Although colic is seldom the precursor of something truly life threatening, it is impossible to dismiss the very profound impact it can have on a family’s way of life. Colic can stress the structure of family relationships to the limit and put them at risk, along with the health, happiness and livelihood of distraught, sleep-starved parents. The fact that colic may be caused by all manner of intestinal problems does not make treatment any easier. It is certainly true that some babies are far “needier” than others and often resort to crying just to get attention and comfort. But although no parent finds it easy to ignore those insistent cries for help, sometimes a mother’s own distress will only serve to exacerbate the problem.

An infant can cry out loudly for many reasons: hunger, overtiredness, desire for human contact, sudden alarm at some external sound or movement, overheating or cold, or stomach pains caused by hunger, indigestion, reflux or excessive wind. Since we are unable to ask the child what is the problem is, we must make our own diagnosis and act on it.

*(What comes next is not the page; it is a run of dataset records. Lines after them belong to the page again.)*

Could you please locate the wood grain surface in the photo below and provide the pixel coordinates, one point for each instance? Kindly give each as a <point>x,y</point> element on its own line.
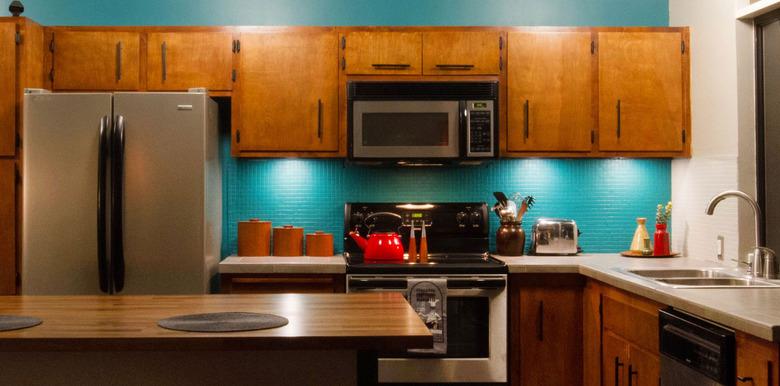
<point>380,321</point>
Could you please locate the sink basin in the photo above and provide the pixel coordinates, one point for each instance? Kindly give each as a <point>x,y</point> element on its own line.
<point>680,273</point>
<point>714,282</point>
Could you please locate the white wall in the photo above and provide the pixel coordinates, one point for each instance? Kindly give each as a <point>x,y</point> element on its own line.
<point>722,120</point>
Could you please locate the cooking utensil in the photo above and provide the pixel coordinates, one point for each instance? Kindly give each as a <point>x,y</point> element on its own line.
<point>385,246</point>
<point>288,241</point>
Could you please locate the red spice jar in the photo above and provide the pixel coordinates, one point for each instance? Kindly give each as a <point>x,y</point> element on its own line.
<point>661,240</point>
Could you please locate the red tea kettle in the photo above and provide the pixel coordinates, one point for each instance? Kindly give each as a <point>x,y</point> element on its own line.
<point>380,246</point>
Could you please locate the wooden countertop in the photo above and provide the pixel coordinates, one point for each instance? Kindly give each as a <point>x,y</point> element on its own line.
<point>373,321</point>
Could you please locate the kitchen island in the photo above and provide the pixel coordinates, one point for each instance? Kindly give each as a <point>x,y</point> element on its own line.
<point>115,340</point>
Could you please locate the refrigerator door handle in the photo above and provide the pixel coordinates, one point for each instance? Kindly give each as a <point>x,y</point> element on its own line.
<point>103,266</point>
<point>117,191</point>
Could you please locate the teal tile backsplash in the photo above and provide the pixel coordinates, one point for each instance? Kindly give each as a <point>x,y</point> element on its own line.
<point>604,196</point>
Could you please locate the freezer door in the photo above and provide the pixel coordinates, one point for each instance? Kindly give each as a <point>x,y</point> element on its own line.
<point>171,214</point>
<point>60,192</point>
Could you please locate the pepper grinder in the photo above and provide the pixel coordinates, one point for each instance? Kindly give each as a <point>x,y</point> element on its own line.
<point>412,245</point>
<point>423,245</point>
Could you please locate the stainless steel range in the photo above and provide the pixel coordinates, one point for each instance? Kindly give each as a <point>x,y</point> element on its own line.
<point>460,292</point>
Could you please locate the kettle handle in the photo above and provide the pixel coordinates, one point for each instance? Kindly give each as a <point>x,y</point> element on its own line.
<point>377,214</point>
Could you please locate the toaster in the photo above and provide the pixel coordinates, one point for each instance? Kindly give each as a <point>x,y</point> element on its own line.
<point>553,236</point>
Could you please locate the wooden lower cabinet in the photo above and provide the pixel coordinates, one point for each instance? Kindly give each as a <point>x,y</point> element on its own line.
<point>615,359</point>
<point>621,338</point>
<point>285,283</point>
<point>545,329</point>
<point>757,361</point>
<point>7,227</point>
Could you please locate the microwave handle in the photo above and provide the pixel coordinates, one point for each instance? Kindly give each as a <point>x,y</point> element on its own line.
<point>463,120</point>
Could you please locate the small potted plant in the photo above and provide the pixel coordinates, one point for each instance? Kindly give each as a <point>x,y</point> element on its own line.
<point>661,237</point>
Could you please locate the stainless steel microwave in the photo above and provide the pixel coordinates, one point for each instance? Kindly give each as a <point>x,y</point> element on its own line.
<point>421,123</point>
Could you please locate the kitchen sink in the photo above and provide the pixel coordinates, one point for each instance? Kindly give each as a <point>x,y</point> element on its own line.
<point>680,273</point>
<point>720,282</point>
<point>699,278</point>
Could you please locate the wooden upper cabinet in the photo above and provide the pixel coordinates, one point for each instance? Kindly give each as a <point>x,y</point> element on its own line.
<point>286,98</point>
<point>389,53</point>
<point>96,60</point>
<point>461,53</point>
<point>7,227</point>
<point>641,91</point>
<point>7,89</point>
<point>182,60</point>
<point>550,92</point>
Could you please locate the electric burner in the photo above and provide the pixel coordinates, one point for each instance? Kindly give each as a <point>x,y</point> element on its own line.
<point>457,236</point>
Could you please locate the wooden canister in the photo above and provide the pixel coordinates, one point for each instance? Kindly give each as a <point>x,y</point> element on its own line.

Different babies can be comforted by different means. Sometimes just moving the baby around or ‘white’ sound might do the trick, while a comforter may calm hunger pangs (imagined or otherwise), or just physical contact will reassure the infant and help soothe away the distress. Some modern all herbal gripe waters can be particularly efficacious.

Parents too can sometimes over react – what may be considered normal crying by some folks might be thought to be a case of extreme colic by others. A visit to the doctor should help reassure anxious parents as to whether their child is in fact abnormally subject to extreme colic. Details of when and how long the baby cries, eating and sleeping habits and the pattern of bowel movements can help a medical advisor reach a sound diagnosis.

It may just be that colic is just one more difficult phase of parenthood that we may have to live through - rather like teething - as our infant’s delicate internal mechanisms experience change, dealing with the problems of a rapidly growing little body constantly in contact with new and often pernicious substances and organisms. One phase constantly used by grandparents “don’t worry, dear, they grow out of it –you did” may in fact provide little consolation to stressed parents at the time, but happily in the long run usually proves true.